Ian Gillibrand

Personal information
- Full name: Ian Victor Gillibrand
- Date of birth: 24 November 1948
- Place of birth: Blackburn, England
- Date of death: 2 September 1989 (aged 40)
- Position(s): Defender

Youth career
- Arsenal

Senior career*
- Years: Team / Apps / (Gls)
- 1968–1979: Wigan Athletic / 422 / (4)

= Ian Gillibrand =

English footballer

Ian Victor Gillibrand (24 November 1948 – 2 September 1989) was an English football defender who spent his entire senior career with Wigan Athletic. He played 661 first team games for Wigan, making him the club's appearance record holder, and is the only player in the club's history to play for Wigan in the Cheshire League, Northern Premier League and The Football League.

==Career==
Born in Blackburn, Gillibrand started his career at Arsenal after spending time on trial with hometown club Blackburn Rovers, but was released without making a first team appearance. He signed for Wigan Athletic in 1968, making his debut against Rhyl.

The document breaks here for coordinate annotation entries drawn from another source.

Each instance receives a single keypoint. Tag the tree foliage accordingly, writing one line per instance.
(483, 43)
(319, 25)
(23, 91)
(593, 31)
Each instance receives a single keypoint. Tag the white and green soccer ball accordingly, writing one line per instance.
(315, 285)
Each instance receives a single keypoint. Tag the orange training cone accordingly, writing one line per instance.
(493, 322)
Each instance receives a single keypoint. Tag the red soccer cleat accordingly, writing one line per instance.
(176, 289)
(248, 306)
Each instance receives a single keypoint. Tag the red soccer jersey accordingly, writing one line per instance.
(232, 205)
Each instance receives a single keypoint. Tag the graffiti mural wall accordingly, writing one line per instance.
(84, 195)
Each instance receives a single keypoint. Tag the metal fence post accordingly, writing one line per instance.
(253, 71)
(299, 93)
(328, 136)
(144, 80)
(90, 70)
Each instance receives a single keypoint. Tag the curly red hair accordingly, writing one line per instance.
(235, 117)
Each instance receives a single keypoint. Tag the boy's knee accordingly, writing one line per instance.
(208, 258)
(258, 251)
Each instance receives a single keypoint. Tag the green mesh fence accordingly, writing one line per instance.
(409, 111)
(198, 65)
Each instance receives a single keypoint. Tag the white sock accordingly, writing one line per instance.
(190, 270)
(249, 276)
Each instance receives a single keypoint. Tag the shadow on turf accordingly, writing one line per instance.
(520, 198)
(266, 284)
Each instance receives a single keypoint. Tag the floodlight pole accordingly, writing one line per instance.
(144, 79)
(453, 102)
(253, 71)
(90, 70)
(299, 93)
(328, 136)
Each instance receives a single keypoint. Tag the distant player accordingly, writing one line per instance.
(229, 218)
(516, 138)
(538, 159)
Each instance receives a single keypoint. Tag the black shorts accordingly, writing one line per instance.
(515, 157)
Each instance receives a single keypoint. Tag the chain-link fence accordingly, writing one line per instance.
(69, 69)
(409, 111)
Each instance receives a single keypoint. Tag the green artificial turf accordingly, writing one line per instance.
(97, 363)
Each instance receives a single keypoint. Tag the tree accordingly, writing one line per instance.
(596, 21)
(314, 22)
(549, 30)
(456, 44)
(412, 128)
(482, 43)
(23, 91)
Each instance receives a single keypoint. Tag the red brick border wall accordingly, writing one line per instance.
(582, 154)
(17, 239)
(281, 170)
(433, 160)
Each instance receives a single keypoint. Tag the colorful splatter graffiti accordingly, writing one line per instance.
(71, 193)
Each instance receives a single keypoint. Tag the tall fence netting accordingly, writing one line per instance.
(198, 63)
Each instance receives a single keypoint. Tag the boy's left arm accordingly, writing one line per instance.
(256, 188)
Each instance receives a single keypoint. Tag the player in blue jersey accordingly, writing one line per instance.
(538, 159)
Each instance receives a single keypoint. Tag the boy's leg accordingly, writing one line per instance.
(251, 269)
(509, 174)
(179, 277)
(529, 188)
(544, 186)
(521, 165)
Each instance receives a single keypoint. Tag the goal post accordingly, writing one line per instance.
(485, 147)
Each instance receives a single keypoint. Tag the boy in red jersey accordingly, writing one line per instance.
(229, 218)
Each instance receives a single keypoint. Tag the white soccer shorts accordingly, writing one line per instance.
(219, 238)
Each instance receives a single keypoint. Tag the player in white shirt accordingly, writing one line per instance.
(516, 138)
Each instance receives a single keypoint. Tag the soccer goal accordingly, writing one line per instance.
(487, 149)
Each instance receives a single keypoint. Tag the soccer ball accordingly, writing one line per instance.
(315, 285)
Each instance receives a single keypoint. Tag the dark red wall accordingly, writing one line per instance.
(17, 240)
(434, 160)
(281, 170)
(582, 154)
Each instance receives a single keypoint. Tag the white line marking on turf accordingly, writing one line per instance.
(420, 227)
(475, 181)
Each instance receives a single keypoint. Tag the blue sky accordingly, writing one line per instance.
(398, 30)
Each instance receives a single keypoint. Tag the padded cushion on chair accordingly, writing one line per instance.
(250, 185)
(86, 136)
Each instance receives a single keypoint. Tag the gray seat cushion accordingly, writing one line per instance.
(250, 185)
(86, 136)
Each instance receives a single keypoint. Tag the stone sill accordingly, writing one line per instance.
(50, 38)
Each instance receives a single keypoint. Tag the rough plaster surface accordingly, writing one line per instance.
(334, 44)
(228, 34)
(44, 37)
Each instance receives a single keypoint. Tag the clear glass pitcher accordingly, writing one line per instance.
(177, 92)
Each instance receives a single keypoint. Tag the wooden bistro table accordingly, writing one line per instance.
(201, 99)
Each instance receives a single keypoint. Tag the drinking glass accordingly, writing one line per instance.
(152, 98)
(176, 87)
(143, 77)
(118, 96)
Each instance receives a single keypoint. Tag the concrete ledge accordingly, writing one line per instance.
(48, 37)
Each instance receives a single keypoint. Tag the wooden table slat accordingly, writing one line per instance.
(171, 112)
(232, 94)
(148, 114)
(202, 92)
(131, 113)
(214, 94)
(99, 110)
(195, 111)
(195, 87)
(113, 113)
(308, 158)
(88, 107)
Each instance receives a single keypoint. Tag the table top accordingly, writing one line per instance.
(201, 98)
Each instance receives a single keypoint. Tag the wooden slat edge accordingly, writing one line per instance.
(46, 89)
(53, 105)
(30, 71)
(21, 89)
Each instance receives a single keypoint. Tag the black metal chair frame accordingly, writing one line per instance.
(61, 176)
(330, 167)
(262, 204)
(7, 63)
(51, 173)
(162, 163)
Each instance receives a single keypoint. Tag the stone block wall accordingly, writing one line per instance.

During the next ten years, he was a regular in the side, making over 400 appearances in the Northern Premier League. He also won the club's Player of the Year award on two occasions.

In August 1978, he captained the side in Wigan's inaugural Football League match against Hereford United. Wigan manager Ian McNeill felt that the club's promotion to the Football League had "happened too late" for Gillibrand, who made only seven appearances in the club's first Football League season before taking up a coaching role at the club.

Gillibrand left the club in 1984 to become manager of the Robin Park sports complex. He collapsed and died in Rossendale, whilst playing in a charity cricket match for Lower Darwen, being a village where he had lived throughout his childhood.